We then tested the correlation between each of the two statistics measuring genetic diversity (allelic richness ar and expected heterozygosity H) and the geographical distance from East Africa through landmass (table 2). Strong and significant negative correlations between geographical distance from East Africa and both statistics are found for each locus tested (class I and class II). The global correlation between increasing geographical distance and decreasing genetic diversity remains significant after Bonferroni's correction for multiple tests (threshold α′ = 0.007). Allelic richness decreases generally faster than heterozygosity.
(b) Human leucocyte antigen diversity and pathogens
We also computed the correlation between genetic diversity (both ar and H) and pathogen richness, taking into account the geographical distance from East Africa. We considered both all pathogens together and viruses only, which we compared with both class I and class II diversity. Indeed, although the main function of HLA class I molecules is to display virus-derived intracellular peptides to CD8+ cytotoxic T cells and that of HLA class II molecules to present peptides derived from extracellular parasites to CD4+ helper T cells, the mechanisms of the immune response appear to be much more complex; for example, the action of HLA class II molecules triggering an antibody-mediated response may also be necessary in viral infection (W. Reith 2010 and D. Pinschewer 2010, personal communications).

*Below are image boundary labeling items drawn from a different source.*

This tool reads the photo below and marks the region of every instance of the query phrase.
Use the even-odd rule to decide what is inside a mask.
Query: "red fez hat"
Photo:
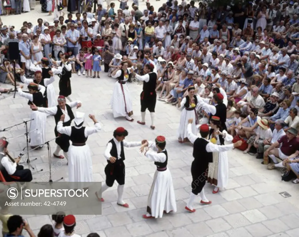
[[[209,127],[209,125],[206,124],[203,124],[200,126],[199,128],[199,131],[200,132],[203,132],[204,133],[208,132],[210,128]]]
[[[218,97],[218,98],[219,100],[223,100],[224,98],[223,97],[223,95],[221,93],[217,93],[217,96]]]
[[[76,218],[73,215],[67,215],[63,218],[63,224],[66,226],[72,226],[76,223]]]
[[[4,140],[3,138],[0,139],[0,147],[3,148],[6,147],[7,143],[7,142],[6,140]]]
[[[220,118],[217,116],[212,116],[212,119],[215,120],[215,121],[219,121],[220,120]]]
[[[42,71],[36,71],[35,72],[34,72],[34,75],[36,75],[37,74],[38,74],[39,73],[40,73],[41,74],[42,74]]]
[[[165,142],[165,137],[164,136],[158,136],[156,138],[156,140],[159,142]]]
[[[121,133],[124,132],[126,130],[122,127],[119,127],[115,129],[115,131],[118,133]]]

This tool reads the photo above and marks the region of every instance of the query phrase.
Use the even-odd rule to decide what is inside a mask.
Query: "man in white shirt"
[[[29,169],[24,169],[19,164],[20,158],[18,157],[12,163],[7,155],[8,145],[5,138],[0,139],[0,171],[7,182],[30,182],[32,180],[31,171]],[[28,186],[27,186],[28,188]]]

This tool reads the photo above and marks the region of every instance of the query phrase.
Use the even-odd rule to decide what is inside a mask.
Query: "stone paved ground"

With all pathogens, a significant positive correlation between genetic diversity (only H) and pathogen richness is found for HLA-B, while a significant negative correlation is found for HLA-DQB1. When considering only viruses, the results do not change much. HLA-B shows a significant positive correlation for the two indices of genetic diversity (both ar and H) and the correlation becomes significant for HLA-A (only H). HLA-DQB1 is still the only class II locus with a significant negative correlation. There is no significant correlation between pathogen richness and genetic diversity for HLA-C, -DPB1, -DQA1 and -DRB1.
(c) Genetic drift effect
When small-sized populations which were likely to have passed through episodes of rapid genetic drift are removed (Amerindian and Taiwanese populations), the correlation between genetic diversity (both ar and H) and the geographical distance from East Africa through landmass remains significant except for HLA-DQA1 and -DQB1 (electronic supplementary material, table S9). The significance of the correlation with H, but not with ar, also disappears for HLA-DPB1. On the other hand, when Amerindians and Taiwanese are removed, no correlation between genetic diversity and pathogen richness remains significant (electronic supplementary material, table S10), i.e. for HLA-B between allelic richness (ar) and pathogen or virus richness (r2 = 0.19, p = 0.679 and r2 = 0.19, p = 0. 994, respectively) and between heterozygosity (H) and pathogen or virus richness (r2 = 0.22, p = 0.216 and r2 = 0.21, p = 0.434, respectively). The positive correlation found for HLA-B when all populations are considered is thus low as its significance depends on the presence of some peculiar Amerindian and/or Taiwanese populations, which exhibit a high genetic diversity in pathogen-rich environments (figure 1).
The significant and negative correlation between genetic diversity and pathogen richness at HLA-DQB1 also vanishes out when Amerindian populations (there are no Taiwanese samples here for HLA-DQB1) are not considered, i.e. between allelic richness (ar) and pathogen or virus richness (r2 = 0.01 and p = 0.414 and r2 = 0.0, p = 0. 997, respectively) and between heterozygosity (H) and pathogen or virus richness (r2 = 0.04 and p = 0.740 and r2 = 0.04, p = 0.670, respectively). It thus seems that the negative correlation found at HLA-DQB1 is low as its significance depends on the presence of some peculiar Amerindian populations, which exhibit a very low diversity despite living in pathogen-rich environments (figure 2).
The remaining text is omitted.